[RFC 001 GSD] General Supernode Design

Some comments:

The supernode charges the clients an optional fee for this activity.

Optional?

Upon start, each supernode should be given a public wallet address that is used to collect service fees and may be a receiver of a stake transaction.

What is the point of this? That receiving wallet is already included in the registration transaction on the blockchain; I don't see why the supernode needs to have a wallet (even just the wallet address) manually configured at all rather than just picking it up from the registration transaction.

The supernode must regenerate the key pair per each stake renewal.
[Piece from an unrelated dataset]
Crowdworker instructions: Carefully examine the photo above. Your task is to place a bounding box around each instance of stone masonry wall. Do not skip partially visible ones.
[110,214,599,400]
This is, as I have mentioned before, a very odd requirement. It adds some (small) extra work on the part of the operator, and it would seem to make it impossible to verify when a SN is being renewed rather than newly registered (and thus not double-counted if it is both renewed and in the "overhang" period). It also means that as soon as a SN stake is renewed (thus changing the key) any RTA requests that still use the old key simply won't be received by the SN in question. In theory, you could make the SN keep both keys, but this raises the obvious question of: Why bother? In #176 you wrote:

You asked why we did not declare permanent supernode identification keypair. The main reason was that we didn't see any reason to make it permanent. The temporal keypair is enough for our goals and regeneration of this key won't create large overwork during stake renewal. And yes, the lifespan of this key pair will be equal to the stake period and during stake renewal supernode owner also need to update it. If someone wants to build a tracking system, they can do it anyway.

I carefully counted the number of benefits of mandatory regeneration provided in this description: 0. So it has zero benefits and more than zero drawbacks. So why is it here?

Not storing any wallet related private information on supernode is a more secure approach, but it doesn't allow automatic re-staking.

Why not? Other coins are able to implement automatic renewal without requiring a password-unprotected wallet or having the wallet on a service node; what part of the Graft design prevents Graft from doing what other coins have done?

Stake transaction must include the following data:

the receiver of this transaction must be supernode's public wallet address; ...

tx_extra must contain supernode public wallet address;

This is a minor point, but it isn't entirely clear why this is required: you could simply include both a recipient wallet address and a reward recipient wallet to allow the possibility of wallet A to submit a stake with rewards going to wallet B, which seems like it could be useful.

TRP determines the number of blocks during which supernode is allowed to participate in RTA validation even if it has no locked stake. If during TRP supernode owner doesn't renew its stake transaction, the supernode will be removed from active supernode list and will not be able to participate in RTA validation.

And how, exactly, will you determine that the SN has been renewed since it won't have the old stake's pubkey anymore?

The mechanism of periodic announcements has, therefore, a two-fold purpose:

make the best effort to deliver current status to all supernodes in the network without releasing the sender's IP to the whole network;

Verifying uptime is fine. The design, however, of including incrementing hop counts makes it almost trivial to find the IP of any SN (or, at least, the graftnoded that the SN is connected to).

build reliable communication channels between any two active supernodes in the network without releasing IPs of the participants, while producing minimal traffic overhead.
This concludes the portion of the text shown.